Unsupervised machine learning: Continuously learns from raw, unstructured data to identify deviations that represent true anomalies. With the correct models, this AI can use anomaly-based detections to identify all kinds of cyber-attacks, including entirely unknown and novel ones.

What are the areas of cybersecurity AI will impact the most?

Improving threat detection is the #1 area within cybersecurity where AI is expected to have an impact.                                                                                  

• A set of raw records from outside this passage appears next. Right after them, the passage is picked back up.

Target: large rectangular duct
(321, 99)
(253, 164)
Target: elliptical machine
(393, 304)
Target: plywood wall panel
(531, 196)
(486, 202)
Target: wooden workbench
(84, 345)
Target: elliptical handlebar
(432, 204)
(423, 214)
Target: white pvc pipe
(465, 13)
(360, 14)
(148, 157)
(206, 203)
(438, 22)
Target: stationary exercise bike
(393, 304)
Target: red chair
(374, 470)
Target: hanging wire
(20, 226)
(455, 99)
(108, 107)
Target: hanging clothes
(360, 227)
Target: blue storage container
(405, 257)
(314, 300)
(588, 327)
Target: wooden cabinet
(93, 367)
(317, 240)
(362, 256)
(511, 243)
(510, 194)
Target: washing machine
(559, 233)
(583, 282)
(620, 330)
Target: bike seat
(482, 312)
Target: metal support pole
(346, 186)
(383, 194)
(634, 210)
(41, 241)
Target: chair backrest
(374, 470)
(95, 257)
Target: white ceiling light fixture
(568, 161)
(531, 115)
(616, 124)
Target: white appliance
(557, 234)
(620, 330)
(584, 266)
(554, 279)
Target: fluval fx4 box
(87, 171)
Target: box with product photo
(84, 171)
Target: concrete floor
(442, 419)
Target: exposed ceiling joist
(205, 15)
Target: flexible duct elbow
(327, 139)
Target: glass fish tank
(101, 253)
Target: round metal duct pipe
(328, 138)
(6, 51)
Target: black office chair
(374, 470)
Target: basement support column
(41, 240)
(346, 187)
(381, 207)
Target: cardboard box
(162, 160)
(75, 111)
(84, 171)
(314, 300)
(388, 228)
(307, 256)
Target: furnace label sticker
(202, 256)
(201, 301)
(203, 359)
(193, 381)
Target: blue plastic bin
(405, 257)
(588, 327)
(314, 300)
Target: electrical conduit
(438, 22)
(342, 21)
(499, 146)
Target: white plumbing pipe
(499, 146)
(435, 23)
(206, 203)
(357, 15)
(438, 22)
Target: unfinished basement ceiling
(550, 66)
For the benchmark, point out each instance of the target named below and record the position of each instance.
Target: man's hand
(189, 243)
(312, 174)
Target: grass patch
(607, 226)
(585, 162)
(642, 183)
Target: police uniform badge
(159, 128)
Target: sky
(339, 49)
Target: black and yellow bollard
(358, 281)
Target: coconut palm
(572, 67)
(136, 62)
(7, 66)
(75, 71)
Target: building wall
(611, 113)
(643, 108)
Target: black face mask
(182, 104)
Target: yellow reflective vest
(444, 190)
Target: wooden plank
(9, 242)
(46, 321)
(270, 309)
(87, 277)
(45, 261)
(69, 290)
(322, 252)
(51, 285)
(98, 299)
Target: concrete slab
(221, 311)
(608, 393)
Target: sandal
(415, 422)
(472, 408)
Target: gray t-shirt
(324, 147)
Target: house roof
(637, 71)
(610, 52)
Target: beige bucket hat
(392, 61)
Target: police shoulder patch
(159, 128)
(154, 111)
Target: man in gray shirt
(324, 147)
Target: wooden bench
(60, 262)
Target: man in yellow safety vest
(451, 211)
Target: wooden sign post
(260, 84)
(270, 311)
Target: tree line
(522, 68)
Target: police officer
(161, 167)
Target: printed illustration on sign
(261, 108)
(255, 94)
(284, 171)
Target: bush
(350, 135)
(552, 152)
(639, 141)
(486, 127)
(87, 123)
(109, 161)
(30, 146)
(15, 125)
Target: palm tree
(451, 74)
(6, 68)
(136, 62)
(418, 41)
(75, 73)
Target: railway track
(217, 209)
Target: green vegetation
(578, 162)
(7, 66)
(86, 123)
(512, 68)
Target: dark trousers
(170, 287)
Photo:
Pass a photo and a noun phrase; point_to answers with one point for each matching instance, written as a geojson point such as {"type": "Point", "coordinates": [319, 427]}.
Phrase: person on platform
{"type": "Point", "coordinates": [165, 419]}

The most frequent response to this question, improving threat detection capabilities in general, was top ranked by slightly more than half (57%) of respondents. This suggests security professionals hope that AI will rapidly analyze enormous numbers of validated threats within huge volumes of fast-flowing events and signals. And that it will ultimately prove a boon to front-line security analysts. They are not wrong.

Identifying exploitable vulnerabilities (mentioned by 50% of respondents) is also important. Strengthening vulnerability management by applying AI to continuously monitor the exposed attack surface for risks and high-impact vulnerabilities can give defenders an edge. If it prevents threats from ever reaching the network, AI will have a major downstream impact on incident prevalence and breach risk.

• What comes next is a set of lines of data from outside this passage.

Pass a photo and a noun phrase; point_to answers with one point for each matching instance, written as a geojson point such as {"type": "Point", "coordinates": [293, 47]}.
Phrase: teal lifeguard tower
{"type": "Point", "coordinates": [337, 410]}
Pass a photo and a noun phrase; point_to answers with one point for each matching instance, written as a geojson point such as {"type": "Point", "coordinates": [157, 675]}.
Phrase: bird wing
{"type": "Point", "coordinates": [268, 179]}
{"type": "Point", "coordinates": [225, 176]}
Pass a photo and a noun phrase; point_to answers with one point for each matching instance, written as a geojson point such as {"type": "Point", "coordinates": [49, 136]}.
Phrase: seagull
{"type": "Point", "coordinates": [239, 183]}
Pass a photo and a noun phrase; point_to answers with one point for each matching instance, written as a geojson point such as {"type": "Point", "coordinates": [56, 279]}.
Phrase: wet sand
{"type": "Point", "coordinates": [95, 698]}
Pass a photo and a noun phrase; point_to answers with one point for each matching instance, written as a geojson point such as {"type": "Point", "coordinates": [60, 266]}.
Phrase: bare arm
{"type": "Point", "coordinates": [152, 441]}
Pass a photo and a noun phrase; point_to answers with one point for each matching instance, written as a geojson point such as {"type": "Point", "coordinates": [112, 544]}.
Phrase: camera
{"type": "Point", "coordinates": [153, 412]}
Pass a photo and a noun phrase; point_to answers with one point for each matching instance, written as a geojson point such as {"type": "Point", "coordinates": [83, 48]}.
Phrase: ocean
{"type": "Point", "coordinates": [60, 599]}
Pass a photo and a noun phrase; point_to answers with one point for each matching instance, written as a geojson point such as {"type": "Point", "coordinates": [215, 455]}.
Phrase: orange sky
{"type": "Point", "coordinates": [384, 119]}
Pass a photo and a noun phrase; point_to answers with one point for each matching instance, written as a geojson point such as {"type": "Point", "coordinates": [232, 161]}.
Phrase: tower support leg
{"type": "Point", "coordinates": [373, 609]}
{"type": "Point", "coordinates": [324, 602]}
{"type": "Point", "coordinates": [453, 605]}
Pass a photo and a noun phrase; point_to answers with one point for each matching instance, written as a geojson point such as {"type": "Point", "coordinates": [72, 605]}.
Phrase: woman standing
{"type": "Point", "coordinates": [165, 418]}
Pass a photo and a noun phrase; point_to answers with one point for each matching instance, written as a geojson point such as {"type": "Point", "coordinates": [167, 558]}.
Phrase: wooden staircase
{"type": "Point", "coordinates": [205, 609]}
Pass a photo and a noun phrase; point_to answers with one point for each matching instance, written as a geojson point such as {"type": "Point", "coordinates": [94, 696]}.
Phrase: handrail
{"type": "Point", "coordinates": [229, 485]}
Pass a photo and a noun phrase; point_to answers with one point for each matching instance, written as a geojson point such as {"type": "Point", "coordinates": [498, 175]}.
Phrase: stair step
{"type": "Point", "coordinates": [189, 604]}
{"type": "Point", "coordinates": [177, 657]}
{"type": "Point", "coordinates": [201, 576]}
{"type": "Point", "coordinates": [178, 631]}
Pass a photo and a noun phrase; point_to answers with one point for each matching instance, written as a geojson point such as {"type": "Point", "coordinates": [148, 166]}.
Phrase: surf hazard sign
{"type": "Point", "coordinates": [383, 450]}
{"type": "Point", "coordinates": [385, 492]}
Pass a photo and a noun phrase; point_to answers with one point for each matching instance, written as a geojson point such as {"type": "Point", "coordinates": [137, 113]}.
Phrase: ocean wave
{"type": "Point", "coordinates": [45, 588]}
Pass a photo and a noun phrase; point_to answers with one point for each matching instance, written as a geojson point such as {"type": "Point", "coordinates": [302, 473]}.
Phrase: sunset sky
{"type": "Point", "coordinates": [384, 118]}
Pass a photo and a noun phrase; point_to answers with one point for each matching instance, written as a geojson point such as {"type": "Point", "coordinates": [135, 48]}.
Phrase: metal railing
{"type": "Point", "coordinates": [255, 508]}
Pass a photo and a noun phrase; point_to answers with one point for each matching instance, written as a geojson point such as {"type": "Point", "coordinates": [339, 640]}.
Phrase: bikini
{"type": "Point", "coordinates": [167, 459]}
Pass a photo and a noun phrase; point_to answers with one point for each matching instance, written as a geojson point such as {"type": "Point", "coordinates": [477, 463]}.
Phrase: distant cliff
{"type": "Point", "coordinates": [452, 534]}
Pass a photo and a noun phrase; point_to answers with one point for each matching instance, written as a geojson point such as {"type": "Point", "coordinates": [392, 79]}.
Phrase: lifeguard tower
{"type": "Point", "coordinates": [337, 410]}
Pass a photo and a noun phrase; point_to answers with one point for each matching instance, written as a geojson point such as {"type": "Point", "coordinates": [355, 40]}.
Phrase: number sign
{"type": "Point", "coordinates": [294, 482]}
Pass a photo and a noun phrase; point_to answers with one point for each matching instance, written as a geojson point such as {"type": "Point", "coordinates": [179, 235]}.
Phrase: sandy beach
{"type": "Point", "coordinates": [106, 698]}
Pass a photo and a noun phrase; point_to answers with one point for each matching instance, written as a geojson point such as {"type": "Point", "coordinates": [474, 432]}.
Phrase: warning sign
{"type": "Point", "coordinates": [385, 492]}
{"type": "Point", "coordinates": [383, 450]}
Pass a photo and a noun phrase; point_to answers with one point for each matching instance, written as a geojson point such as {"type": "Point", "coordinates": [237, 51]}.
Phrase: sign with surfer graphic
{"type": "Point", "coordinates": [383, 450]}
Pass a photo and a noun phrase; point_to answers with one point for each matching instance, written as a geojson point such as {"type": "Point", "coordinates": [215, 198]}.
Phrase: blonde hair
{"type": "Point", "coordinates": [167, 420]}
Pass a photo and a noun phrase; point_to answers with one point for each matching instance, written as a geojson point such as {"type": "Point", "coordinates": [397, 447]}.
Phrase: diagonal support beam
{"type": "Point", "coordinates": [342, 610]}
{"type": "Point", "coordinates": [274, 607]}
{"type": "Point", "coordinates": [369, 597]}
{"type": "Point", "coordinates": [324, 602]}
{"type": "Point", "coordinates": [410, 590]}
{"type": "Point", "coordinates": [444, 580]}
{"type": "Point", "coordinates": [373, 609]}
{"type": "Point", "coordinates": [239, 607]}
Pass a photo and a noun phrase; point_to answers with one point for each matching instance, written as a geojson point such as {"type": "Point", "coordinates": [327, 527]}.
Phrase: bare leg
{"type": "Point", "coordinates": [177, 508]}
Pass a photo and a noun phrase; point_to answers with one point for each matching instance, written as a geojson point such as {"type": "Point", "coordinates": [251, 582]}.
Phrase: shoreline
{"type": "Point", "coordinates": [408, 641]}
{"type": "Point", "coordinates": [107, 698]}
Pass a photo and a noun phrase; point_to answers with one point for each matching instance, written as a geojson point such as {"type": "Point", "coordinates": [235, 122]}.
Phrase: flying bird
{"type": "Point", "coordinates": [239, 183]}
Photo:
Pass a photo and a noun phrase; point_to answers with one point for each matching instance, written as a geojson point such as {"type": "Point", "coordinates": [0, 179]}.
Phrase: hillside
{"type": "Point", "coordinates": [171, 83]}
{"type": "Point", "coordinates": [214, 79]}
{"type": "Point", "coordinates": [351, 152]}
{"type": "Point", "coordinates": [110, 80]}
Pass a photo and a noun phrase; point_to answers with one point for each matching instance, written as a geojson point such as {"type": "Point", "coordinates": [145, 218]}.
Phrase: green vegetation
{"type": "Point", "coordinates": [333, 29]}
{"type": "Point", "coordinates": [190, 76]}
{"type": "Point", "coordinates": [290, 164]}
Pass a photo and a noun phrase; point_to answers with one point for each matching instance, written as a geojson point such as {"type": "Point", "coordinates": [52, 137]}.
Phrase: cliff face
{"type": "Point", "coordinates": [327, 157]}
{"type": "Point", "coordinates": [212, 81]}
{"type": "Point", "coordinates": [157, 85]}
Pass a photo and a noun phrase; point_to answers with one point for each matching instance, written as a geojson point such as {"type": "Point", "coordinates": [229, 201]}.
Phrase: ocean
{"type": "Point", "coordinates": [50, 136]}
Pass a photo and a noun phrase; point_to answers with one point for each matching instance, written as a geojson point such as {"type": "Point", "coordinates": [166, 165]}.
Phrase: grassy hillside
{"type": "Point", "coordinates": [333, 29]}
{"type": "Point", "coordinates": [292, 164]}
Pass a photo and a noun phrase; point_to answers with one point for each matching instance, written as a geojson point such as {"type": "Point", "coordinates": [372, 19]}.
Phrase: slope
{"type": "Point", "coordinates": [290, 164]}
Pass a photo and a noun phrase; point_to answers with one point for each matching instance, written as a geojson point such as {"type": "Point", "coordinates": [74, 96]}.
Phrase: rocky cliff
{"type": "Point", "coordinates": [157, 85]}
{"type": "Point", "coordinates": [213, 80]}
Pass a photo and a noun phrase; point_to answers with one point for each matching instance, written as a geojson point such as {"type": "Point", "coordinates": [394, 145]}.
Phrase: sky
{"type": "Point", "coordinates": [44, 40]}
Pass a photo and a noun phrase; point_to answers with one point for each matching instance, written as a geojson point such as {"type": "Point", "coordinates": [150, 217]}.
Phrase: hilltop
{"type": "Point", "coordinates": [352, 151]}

Where will defensive AI have the greatest impact on cybersecurity?

Cloud security (61%), data security (50%), and network security (46%) are the domains where defensive AI is expected to have the greatest impact.        

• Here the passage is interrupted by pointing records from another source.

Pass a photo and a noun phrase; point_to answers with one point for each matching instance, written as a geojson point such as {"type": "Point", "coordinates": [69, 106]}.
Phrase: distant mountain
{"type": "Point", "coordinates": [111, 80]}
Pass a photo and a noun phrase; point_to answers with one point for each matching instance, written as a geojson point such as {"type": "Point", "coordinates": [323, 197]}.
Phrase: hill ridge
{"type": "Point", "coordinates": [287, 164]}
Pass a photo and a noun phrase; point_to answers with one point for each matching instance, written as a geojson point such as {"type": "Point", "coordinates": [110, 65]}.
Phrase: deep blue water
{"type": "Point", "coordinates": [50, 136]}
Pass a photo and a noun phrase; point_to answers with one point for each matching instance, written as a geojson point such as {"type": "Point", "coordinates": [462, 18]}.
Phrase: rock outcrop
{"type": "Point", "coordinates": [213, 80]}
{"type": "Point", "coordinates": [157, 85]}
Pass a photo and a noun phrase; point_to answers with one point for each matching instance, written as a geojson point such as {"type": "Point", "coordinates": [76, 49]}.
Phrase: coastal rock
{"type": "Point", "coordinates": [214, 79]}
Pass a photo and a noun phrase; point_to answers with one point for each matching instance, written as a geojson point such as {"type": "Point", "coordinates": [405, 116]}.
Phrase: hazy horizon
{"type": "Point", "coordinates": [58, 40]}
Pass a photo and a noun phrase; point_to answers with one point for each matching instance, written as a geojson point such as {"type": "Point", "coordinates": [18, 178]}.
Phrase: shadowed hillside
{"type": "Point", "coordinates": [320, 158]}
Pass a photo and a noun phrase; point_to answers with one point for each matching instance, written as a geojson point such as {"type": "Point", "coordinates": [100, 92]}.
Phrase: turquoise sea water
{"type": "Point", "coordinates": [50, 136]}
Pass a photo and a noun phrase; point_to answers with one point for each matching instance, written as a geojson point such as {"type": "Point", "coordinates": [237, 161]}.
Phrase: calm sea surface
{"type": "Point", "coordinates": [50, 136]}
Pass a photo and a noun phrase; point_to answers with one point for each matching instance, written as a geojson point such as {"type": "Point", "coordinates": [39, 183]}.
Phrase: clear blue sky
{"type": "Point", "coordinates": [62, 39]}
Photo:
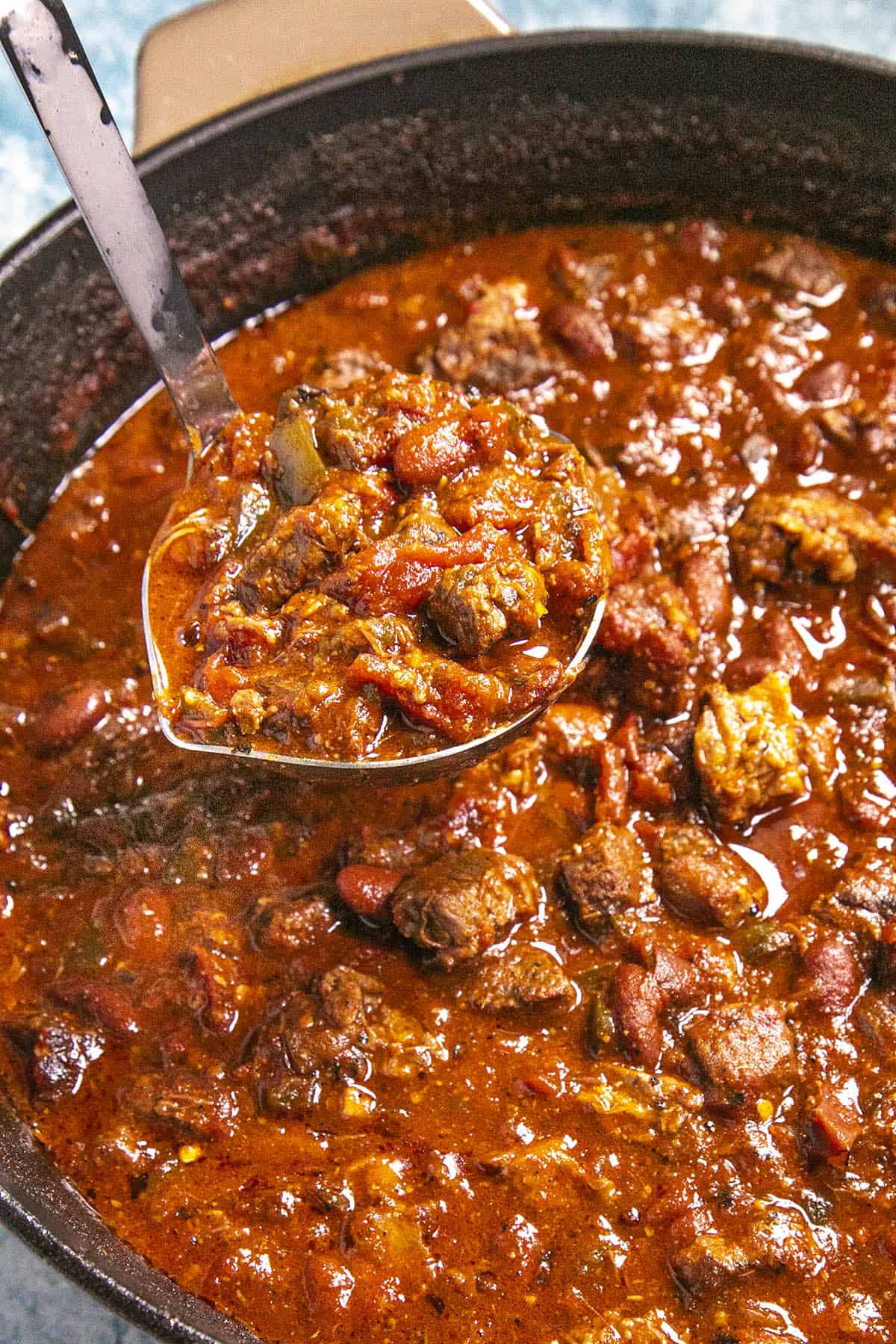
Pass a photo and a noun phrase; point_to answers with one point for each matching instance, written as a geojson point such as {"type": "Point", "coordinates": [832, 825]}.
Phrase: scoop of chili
{"type": "Point", "coordinates": [375, 573]}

Respondents selected broader domains over specific technologies. In particular, they chose the areas experiencing a renaissance. Cloud is the future for most organizations,
and the effects of cloud adoption on data and networks are intertwined. All three domains are increasingly central to business operations, impacting everything everywhere.

Responses were remarkably consistent across demographics, geographies, and organization sizes, suggesting that nearly all survey participants are thinking about this similarly—that AI will likely have far-reaching applications across the broadest fields, as well as fewer, more specific applications within narrower categories.

Going forward, it will be paramount for organizations to augment their cloud and SaaS security with AI-powered anomaly detection, as threat actors sharpen their focus on these targets.

How will security teams stop AI-powered threats?            

Most security stakeholders (71%) are confident that AI-powered security solutions are better able to block AI-powered threats than traditional tools.

There is strong agreement that AI-powered solutions will be better at stopping AI-powered threats (71% of respondents are confident in this), and there’s also agreement (66%) that AI-powered solutions will be able to do so automatically. This implies significant faith in the ability of AI to detect threats both precisely and accurately, and also orchestrate the correct response actions.

There is also a high degree of confidence in the ability of security teams to implement and operate AI-powered solutions, with only 30% of respondents expressing doubt. This bodes well for the acceptance of AI-powered solutions, with stakeholders saying they’re prepared for the shift.

On the one hand, it is positive that cybersecurity stakeholders are beginning to understand the terms of this contest—that is, that only AI can be used to fight AI. On the other hand, there are persistent misunderstandings about what AI is, what it can do, and why choosing the right type of AI is so important. Only when those popular misconceptions have become far less widespread can our industry advance its effectiveness.